A few minutes ago I start hearing loud buzzing whoppity-whoppity noises outside my window.  And then more, and  more, and then more on top.  A whole swarm of helicopters suddenly forming.  What the…?

So I look out, and there are no fewer than seven helicopters in view, all facing a construction crane about a half-mile from here, down in Century City.  OK, I think to myself, must be a car crash or a roof collapse or some other passing calamity that can make the hair and teeth all breathless between ads for investment firms.

Sure enough, some guy you don’t know is being rescued from a crane, an event which has no conceivable news value or impact on your life whatsoever.  And so of course it’s being covered by everyone with a camera and a helicopter.

These riveting, dramatic pictures, the anchortools say.  Of course, if the guy is being rescued six feet off the ground, there’s no news here.  These riveting pictures are only dramatic because somebody might fall or die on live TV.  It’s a hoped-for snuff film in progress.  Nothing else. 

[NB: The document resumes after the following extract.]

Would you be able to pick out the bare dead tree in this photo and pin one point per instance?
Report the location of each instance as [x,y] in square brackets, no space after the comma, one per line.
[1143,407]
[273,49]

Sadly for the "news" producers across America, the guy was rescued and whisked away directly, with a relative minimum of riveting, dramatic fuss.  Off went the rescue chopper.

And then the half-dozen bottle flies, attracted by the smell of potential shit, all flew away, too.

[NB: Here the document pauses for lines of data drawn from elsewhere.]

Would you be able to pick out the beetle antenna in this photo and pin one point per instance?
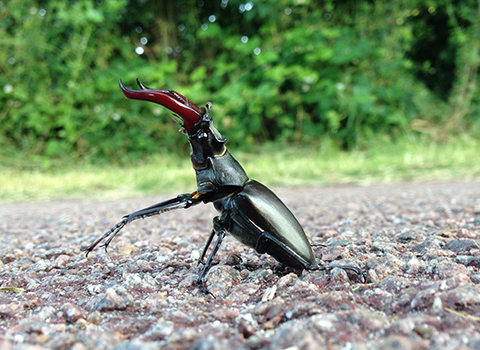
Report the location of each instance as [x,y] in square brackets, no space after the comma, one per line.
[209,106]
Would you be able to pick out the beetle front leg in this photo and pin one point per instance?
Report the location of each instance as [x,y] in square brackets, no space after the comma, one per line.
[181,201]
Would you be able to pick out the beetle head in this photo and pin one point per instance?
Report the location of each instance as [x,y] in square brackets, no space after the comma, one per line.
[204,138]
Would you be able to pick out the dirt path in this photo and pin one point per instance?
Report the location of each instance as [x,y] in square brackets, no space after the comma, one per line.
[417,243]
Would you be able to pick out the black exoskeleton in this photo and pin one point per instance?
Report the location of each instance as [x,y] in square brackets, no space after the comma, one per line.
[248,210]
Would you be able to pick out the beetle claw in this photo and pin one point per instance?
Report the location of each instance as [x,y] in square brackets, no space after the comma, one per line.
[343,267]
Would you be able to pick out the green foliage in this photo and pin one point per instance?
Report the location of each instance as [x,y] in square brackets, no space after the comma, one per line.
[302,71]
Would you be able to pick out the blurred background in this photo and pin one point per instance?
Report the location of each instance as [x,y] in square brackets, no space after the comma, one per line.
[307,92]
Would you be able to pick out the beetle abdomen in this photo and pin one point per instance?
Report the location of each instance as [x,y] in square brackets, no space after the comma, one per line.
[278,232]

More red-hot giant manta ray action

I’ve gotten a surprising amount of mail on this.  Neat.  Days later, I’m still thinking about these giant yet gentle and nearly-defenseless beasts.

I should say, rather, that they’re defenseless as far as I can tell.  No sign of fangs or claws or exoskeleton or stinging tail.  No spitting of poison, no toxic breath, no electic zappy ability.  In fact, merely touching them will cause injury.  (This is another way in which swimming with mantas resembles a lap dance: eyes good, hands bad.)  But then, mantas can weigh roughly a ton.  So maybe if you really tick them off they can gang-squish you or something.  But I doubt it.

One letter was from the director of the Manta Pacific Research Foundation, a research and conservation group working to study and protect the giant manta rays.  They’re also working to make it illegal to intentionally harm or kill manta rays in Hawaiian waters, and they’ve even got a petition you can sign if you want to help them show the government there’s real public support for getting mantas some protection.  I’d like to thank her and her group right here for her letter and their good work, which I encourage you to support.

Their site also has a little write-up of how mantas wound up hanging out in Kona, and even a set of thumbnails of the 100 or so male and female mantas who have so far been identified as enjoying the local chow.  There were two mantas in the water when I went; one of them spent most of its time near the surface and gave me the full-body loop easily more than a dozen times.  I’m pretty sure I recognize Weniki as the manta I spent large chunks of an hour with.

Meanwhile, these are the folks I went to sea with.  There are other companies which do similar stuff, but I can’t imagine it could be easier, friendlier, or more convenient.  The link also leads to a short Quicktime movie which gives you some sense of what being in the water with mantas is like.